According to KHOU, Mexican restaurant Cuchara recently began handing out instructional cards to families who dine at the restaurant. The cards feature a cartoon illustration of well-behaved kids and read: "Children at Cuchara don't run or wander around the restaurant. They stay seated and ask their parents to take them to the restroom. They don't scream, throw tantrums or touch the walls, murals, windows or other patrons. They are respectful!" The cards are placed on the table along with the menus, leaving it up to parents to read them.
KHOU notes that several months ago, "a child scratched some walls with a quarter causing more than $1,500 in damage" at the restaurant. The restaurant's decor includes a plethora of art pieces, most of which the owner says are handmade and imported from Mexico.
Reached for comment by Eater, Cuchara co-owner Charlie McDaniel says the response to the cards has been largely positive: "If we’ve had 200 responses to this, there's been maybe three that were negative and said they would never come to the restuarant. The other 197 applauded and said it was way overdue."

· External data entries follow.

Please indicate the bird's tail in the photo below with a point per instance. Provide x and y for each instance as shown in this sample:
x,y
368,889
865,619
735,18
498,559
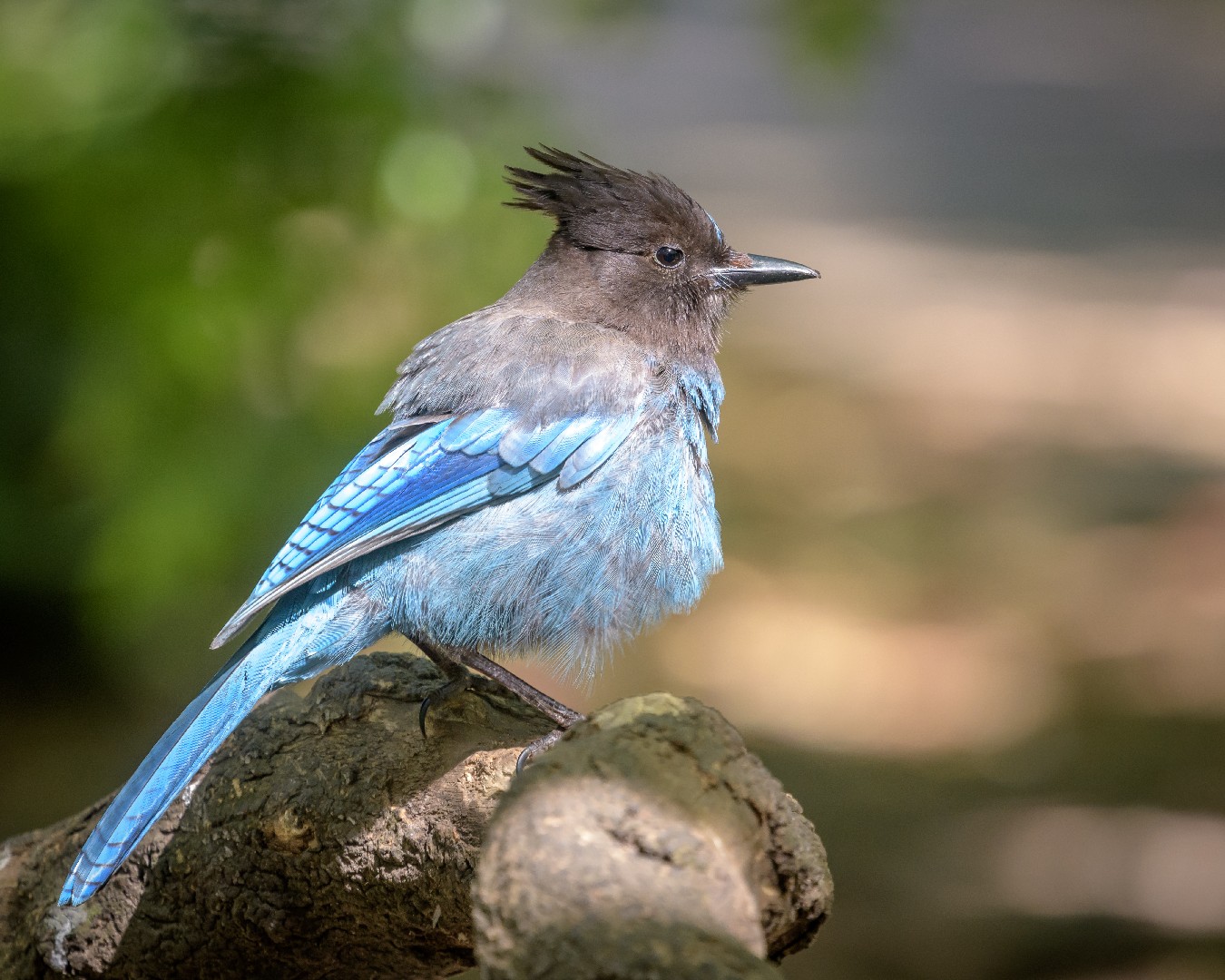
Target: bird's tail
x,y
297,641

Policing kids' behavior doesn't always turn out well for restaurants: Applebee's publicly apologized after it called the cops on a family with two rowdy kids and kicked them out. Other restaurants opt for positive reinforcement, like one Japanese restaurant in Canada that offers a "well-behaved kids" discount. Cuchara's decision to hand out the cards is certainly less of an extreme measure than banning kids outright, though: A number of restaurants from California to Australia have done just that — and the Australian restaurant in question says it's busier than ever after barring kids from the premises.